2. The computer-implemented method of claim 1 , wherein the pooling parameters associated with the size 2×2 max pooling stage comprises at least one of a size of input data at the size 2×2 max pooling stage, a window size of the size 2×2 max pooling stage, or an overlap between neighboring windows of the size 2×2 max pooling stage.
3. The computer-implemented method of claim 2 , wherein the overlap between the neighboring windows of the size 2×2 max pooling stage is determined in accordance with the size of the input data at the size 2×2 max pooling stage, and the window size of the size 2×2 max pooling stage.

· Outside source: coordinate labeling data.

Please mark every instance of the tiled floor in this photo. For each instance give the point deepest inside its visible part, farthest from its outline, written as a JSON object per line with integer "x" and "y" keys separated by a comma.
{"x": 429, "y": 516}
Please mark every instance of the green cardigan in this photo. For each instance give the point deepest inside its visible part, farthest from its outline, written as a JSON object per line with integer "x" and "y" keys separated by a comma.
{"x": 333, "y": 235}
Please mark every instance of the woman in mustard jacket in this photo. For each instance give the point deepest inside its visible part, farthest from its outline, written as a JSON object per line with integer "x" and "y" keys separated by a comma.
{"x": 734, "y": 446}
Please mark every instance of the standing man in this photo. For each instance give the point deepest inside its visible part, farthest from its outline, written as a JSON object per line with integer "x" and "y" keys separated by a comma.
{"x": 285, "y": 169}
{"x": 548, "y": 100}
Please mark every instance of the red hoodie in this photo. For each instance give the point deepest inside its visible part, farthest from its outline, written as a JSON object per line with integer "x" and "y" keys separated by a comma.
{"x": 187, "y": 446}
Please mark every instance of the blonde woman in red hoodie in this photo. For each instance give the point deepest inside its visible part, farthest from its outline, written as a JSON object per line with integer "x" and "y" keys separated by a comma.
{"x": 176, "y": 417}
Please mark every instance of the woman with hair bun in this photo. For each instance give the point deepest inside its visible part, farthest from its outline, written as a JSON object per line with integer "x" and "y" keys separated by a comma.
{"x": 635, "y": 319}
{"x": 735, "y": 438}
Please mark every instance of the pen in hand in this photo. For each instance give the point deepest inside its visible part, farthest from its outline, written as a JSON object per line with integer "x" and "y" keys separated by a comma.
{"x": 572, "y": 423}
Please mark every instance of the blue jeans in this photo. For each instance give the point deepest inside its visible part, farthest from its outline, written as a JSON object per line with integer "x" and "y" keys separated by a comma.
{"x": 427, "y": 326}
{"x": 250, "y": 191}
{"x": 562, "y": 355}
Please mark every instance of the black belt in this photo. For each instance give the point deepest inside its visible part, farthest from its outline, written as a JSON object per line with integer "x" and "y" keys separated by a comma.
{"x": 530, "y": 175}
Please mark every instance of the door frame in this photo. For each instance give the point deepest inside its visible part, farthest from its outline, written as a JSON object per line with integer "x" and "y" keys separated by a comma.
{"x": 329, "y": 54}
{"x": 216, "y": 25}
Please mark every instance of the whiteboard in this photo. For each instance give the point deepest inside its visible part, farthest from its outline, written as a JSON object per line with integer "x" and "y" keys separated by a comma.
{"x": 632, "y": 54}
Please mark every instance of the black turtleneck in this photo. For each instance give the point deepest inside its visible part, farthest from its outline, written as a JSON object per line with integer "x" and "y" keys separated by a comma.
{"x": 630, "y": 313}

4. The computer-implemented method of claim 1 , wherein applying the cascade of size 2×2 max pooling stages comprises:
determining, by the max pooling layer, a size of the buffered input data and a final size of the downsampled output;
determining, by the max pooling layer, an overlap between neighboring windows of input data of a first size 2×2 max pooling stage in the cascade of size 2×2 max pooling stages, and a window size of the input data of the first size 2×2 max pooling stage;
determining, by the max pooling layer, a stride S of the first size 2×2 max pooling stage in accordance with the overlap, and the window size;
applying, by the max pooling layer, the size 2×2 max pooling with the stride S kernel to the input data of the first size 2×2 max pooling stage to generate intermediate downsampled output data;
saving, by the max pooling layer, the intermediate downsampled output data; and
adjusting, by the max pooling layer, the size of input data at the first size 2×2 max pooling stage, the window size of the first size 2×2 max pooling stage, and the overlap between neighboring windows of the first size 2×2 max pooling stage.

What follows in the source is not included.